Why do certain philosophical presentations and religious discourses take the form of dialogue? Are there certain goals which are attainable through dialogue but which other forms of investigation are unable to achieve? In what ways does dialogue fulfil philosophical and religious aims? And also, how far can it go – can the practice of philosophical and religious dialogue transform us?

My recently published monograph, ‘The Transformative Philosophical Dialogue’ (Springer, 2023), explores various dialogically oriented traditions – from the Upaniṣadic sages, the early Buddhists, Socrates, and Plato to Nāgārjuna and Śaṅkara, the Zen kōan masters, and Jiddu Krishnamurti. All these traditions have employed dialogue as a prominent tool for the collaborative discovery of truth. However, the truth that should be discovered in transformative dialogues does not lie in the realm of the cerebral; rather, it is the attainment of a certain existential consciousness that consequently alters the practitioner’s way of life.

My starting point is the Axial Age, a period in which both South Asian and Western philosophies were predominantly concerned with philosophy as transformation. These philosophies abounded with expressions of the philosophical and religious dialogue, whose mind- and life-altering destinations can easily be discerned. Since these traditions practised master–student dialogue as a pivotal component of their philosophical activity, analysis of their extant literatures has made it possible for me to outline the transcultural characteristics of the transformative dialogue.

Above all, as opposed to most forms of philosophical and religious discourse, transformative dialogues are not designed for a transmission of wisdom; on the contrary, their dialectical tools foster the transference of responsibility for the search for wisdom from the dialogue’s master-guide to the participants, who are pushed into realizing this wisdom within themselves using the power of their own intelligence.

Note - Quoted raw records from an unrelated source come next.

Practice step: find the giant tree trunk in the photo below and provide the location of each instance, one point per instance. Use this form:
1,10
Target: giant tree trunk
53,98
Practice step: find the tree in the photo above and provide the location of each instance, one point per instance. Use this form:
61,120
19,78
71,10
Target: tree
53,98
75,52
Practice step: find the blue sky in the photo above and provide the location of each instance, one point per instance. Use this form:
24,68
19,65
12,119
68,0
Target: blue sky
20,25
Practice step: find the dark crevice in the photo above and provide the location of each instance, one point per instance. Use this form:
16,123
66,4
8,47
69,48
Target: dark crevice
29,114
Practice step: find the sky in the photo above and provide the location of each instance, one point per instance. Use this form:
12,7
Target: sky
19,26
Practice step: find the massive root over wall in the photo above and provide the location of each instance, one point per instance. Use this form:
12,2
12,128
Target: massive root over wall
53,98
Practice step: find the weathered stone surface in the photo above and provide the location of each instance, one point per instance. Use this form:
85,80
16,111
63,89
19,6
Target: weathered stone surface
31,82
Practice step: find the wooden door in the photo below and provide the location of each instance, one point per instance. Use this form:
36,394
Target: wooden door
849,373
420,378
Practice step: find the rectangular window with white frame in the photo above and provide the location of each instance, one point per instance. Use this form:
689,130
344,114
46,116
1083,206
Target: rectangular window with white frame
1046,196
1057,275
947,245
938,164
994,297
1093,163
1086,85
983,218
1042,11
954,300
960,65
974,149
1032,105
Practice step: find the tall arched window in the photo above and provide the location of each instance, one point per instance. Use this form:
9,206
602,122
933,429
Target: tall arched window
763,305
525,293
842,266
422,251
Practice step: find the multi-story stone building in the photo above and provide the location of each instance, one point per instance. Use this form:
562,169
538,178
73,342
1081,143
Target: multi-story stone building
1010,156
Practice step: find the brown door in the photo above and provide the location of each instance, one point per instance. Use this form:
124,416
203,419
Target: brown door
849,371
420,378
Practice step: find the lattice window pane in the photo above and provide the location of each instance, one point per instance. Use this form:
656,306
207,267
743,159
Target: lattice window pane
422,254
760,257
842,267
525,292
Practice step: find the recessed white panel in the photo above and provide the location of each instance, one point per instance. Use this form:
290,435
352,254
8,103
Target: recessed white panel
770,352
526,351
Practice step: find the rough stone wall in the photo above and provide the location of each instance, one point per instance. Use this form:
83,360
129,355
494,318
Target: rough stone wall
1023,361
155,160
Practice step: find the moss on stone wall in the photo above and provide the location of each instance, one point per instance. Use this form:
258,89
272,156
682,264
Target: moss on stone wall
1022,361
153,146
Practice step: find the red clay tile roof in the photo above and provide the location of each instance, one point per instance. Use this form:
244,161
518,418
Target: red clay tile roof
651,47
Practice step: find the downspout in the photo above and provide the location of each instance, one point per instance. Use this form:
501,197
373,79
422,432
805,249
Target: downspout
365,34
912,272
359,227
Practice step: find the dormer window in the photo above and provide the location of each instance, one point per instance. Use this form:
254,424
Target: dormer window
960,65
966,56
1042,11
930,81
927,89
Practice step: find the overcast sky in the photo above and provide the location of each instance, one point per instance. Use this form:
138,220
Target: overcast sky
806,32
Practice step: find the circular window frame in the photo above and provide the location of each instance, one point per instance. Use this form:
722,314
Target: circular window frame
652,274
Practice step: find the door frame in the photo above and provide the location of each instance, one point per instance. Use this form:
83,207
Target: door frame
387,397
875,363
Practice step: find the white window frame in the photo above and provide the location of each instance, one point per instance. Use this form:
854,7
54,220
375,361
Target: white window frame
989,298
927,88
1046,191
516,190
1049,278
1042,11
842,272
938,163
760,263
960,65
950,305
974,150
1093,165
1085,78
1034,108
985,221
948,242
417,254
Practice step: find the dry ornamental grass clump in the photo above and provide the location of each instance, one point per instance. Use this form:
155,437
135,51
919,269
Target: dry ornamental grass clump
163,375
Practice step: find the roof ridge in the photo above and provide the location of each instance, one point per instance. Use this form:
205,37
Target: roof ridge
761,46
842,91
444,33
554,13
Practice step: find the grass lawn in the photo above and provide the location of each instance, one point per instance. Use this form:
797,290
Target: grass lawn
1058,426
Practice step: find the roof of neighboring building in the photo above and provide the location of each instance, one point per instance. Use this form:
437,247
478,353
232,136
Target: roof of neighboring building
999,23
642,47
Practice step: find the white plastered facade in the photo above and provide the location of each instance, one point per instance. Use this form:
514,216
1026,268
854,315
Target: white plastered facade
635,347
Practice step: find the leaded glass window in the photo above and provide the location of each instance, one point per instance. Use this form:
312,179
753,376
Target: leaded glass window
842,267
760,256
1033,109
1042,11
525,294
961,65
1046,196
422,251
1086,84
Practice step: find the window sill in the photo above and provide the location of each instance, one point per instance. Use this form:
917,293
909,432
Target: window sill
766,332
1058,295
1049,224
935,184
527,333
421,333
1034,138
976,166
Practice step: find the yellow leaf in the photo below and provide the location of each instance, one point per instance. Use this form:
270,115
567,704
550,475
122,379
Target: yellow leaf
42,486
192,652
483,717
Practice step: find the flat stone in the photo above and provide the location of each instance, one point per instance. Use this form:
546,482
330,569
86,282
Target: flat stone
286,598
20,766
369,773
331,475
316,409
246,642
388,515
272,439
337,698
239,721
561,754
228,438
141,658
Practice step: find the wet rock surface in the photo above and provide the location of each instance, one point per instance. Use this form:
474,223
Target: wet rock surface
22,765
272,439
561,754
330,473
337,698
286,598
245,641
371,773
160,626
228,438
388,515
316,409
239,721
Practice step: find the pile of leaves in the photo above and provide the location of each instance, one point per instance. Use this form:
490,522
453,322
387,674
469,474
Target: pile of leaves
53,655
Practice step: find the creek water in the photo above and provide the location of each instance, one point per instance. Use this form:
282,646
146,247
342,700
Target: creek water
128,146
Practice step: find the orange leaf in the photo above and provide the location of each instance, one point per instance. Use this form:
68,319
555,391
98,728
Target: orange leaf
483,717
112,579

The purpose of this book is to broaden our understanding of the possibilities of philosophical and religious dialogues by unveiling the method behind the unique dialogue developed by mystic and thinker Jiddu Krishnamurti (1895–1986). Krishnamurti’s method can be viewed as a continuation and a development of the transcultural tradition of transformative dialogue. He poured into his unique form of dialectic his rejection of the traditional teacher–student relationship by throwing questioners back on themselves. Like Socrates in the agora, Krishnamurti offered a process of questioning designed to block all ordinary pathways of thought with the intention to prepare the mind for an unfamiliar condition in which the activity of insight is made possible.